Uzun bir aradan sonra tekrar yazayım dedim. Ama yazacak da çok konum olmadığından kısa kısa yazı dizime bir yenisini eklemek istiyorum.

*Gene naçizane gündemimdeki en büyük konu iş başvuruları, bulamama, sıkıntı...Ama en azından şuanda önümde 3 adet seçenek var. Birincisi MTU isimli Alman motor-tirbün şirketi. Kendileriyle mayıs ayında MT (management traniee) pozisyonu için görüştüm. Tesadüf o ki beni mülakata aldıkları odanın adı Manavgattı ve üç dilde birden mülakat yaptım. Sonra Kartal'daki yerin müdürüyle gene üç dilde mülakattan sonra beni genel müdür yardımcısıyla tanıştırdılar. Kendisi şirin bir adamcağız, genel olarak yaptıkları projelerden, ortadoğuya açılma planlarından bahsettiler. Bu arada genelmüdür yardımcısıyla görüştürmeden beni 1.5 saat kadar beklettiler. Daha sonra düşündüğümde bunun benim sabrımı sınamak için bir test olduğunu anladım. Ya da belki adam gerçekten meşguldu. Neyse sonuç itibariyle o kadar süre bekledim ve adamla nazikçe görüştüm (tamam kabul bir kere laf soktum - ''1.5 saat beklediğim için şirketin girişini baya inceleme fırsatı buldum'' =) İkinci mülakatta da başka bir yetkiliyle görüştüm kendisi bana çok dostum olmaması gerektiğinden, kapitalist dünyanın soğuk yüzüne, kendisinin tecrübelerine kadar pek çok şeyden bahsetti ve benimle çalışmak istediklerinin söyledi. Zaman konusunda anlaşamadık ama bana temmuz sonunda tekrar dönecekler ağustosta bir pozisyonda başlamam için. Ikinci seçeneğim Ernst&Young şirketi. Üç hafta önce mülakat öncesi sınavına girdim,İngilizce kısmını 20 dk.da yapıp çocuğu koysam da genel yetenek kısmı epik feyıl. 35 soruyu 45 dk.da yetiştiremedim. Hesap makinasıyla ve test çözmeden geçmiş yıllar meyvelerini çok acı verdi. Zaten benimle sınava giren en az 60 70 kişi daha vardı ve bu sınav gibi daha 3 tane seans daha vardı o gün içinde. Veee en son seçeneğim ve sanırım gönlümden geçen Sabancı'da Uluslararası İlişkiler Ofisinde tanıtım görevlisi. Telefon mülakatım güzel geçti, neredeyse 20 dk aralıksız konuştum. Üniversitenin uluslararasılaşma politikasına bağlı olarak doğuya açılması planlanıyor. Doğu derken Pakistan, güneydoğu Asya ve doğu Asya. Baya seyahat ediliyormuş. Benim gibi konuşmayı, uluslararası ortamları ve seyahati seven biri için biçilmiş kaftan! Temmuz ayında ikinci mülakat yapılacak haber bekliyorum oradan da. 

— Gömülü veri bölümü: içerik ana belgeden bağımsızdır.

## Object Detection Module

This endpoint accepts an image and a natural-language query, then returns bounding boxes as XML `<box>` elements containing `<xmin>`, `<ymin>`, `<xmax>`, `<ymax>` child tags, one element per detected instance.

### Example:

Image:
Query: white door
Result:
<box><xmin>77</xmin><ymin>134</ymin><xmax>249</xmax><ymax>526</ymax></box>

*Bugünlerde ülke gündemini belirleyen / belirlemeye çalışan iki konu var. Birincisi ağustostaki cumhurbaşkanlığı seçimi ikincisi de hakkında haber yapılmasına izin verilmeyen IŞİD belası. CHP - MHP çatı adayını Ekmeleddin İhsanoğlu (tek seferde gugıla bakmadan yazdım) olarak belirledi ve akapede 1 temmuzda açıklayacak (büyük ihtimalle rte). İnsanların yazlıklarından bile oy kullanabilmeleri sağlanacak. Umarım endişeli modernler/liberaler bu fırsatı tepmezler. Diğer konu ise içler acısı, bu İslamik ektremist grup içerisinde 2 bebeğin, tır şoförlerinin ve konsolosluk çalışanlarının olduğu 80 kişiyi ellerinde tutuyorlar. Hakkında haber yapmak yasak. Irak'ın kuzeyinden başlayarak Suriye ve güneye yayılmaya devam ediyorlar. Amerika hala müdahale etmedi, bizimkilerinde tek açıklaması 'gücümüzü sınamasınlar'! Çok kaygı verici gerçekten.

*Ramazan ayı gelmek üzere. Şimdiden çeşitli yerlere çadırlar ve standlar kurulmaya başlandı. Hatta baya yayılmacı bir politika izlediklerini gördüm özellikle Beyazıd meydanı civarında. Bu ramazan ÇOŞKUSU lafı bir tek bana mı garip geliyor? Peygamberin çölde aç kaldığı zamanda yaşadıklarını anlamak, elindekilerin kıymetini bilmek ve nefsini köreltmek değil mi oruç tutmanın ve genel olarak ramazanın manası. Çoşku biraz abes kaçıyor bence. Tamam beraber iftar açmak falan amenna da ne bileyim. Ben temmuz ayı boyunca Seferi olacağım içün 'çoşku'luyum yalnızca. 1 - 5 temmuz arası İsrail ile başlayacak seyahatimi 12 -17 temmuz arası Antalya, 20 - 27 temmuz arası Budapeşte-Prag-Viyana izleyecek yıh yıh yıh.Özellikle İsrail konusunda çok heyecanlıyım. Artık batı Avrupa'dan bıkıp yönünü doğuya yöneltmiş bir homo sapiens olarak kendimi çok şanslı hissediyorum. Hatta asıl şansım beni orada karşılayacak ve gezdirecek bir arkadaşım ve onun İsrailli kocasının olması. 3 yıl sonra tekrar görüşeceğimiz için çok sevinçliyim ~(^^)/ Ramazan ayında gidecek olmam da oradaki çatışmayı bir nebze olsun azaltır diye ummaktayım tabiki. 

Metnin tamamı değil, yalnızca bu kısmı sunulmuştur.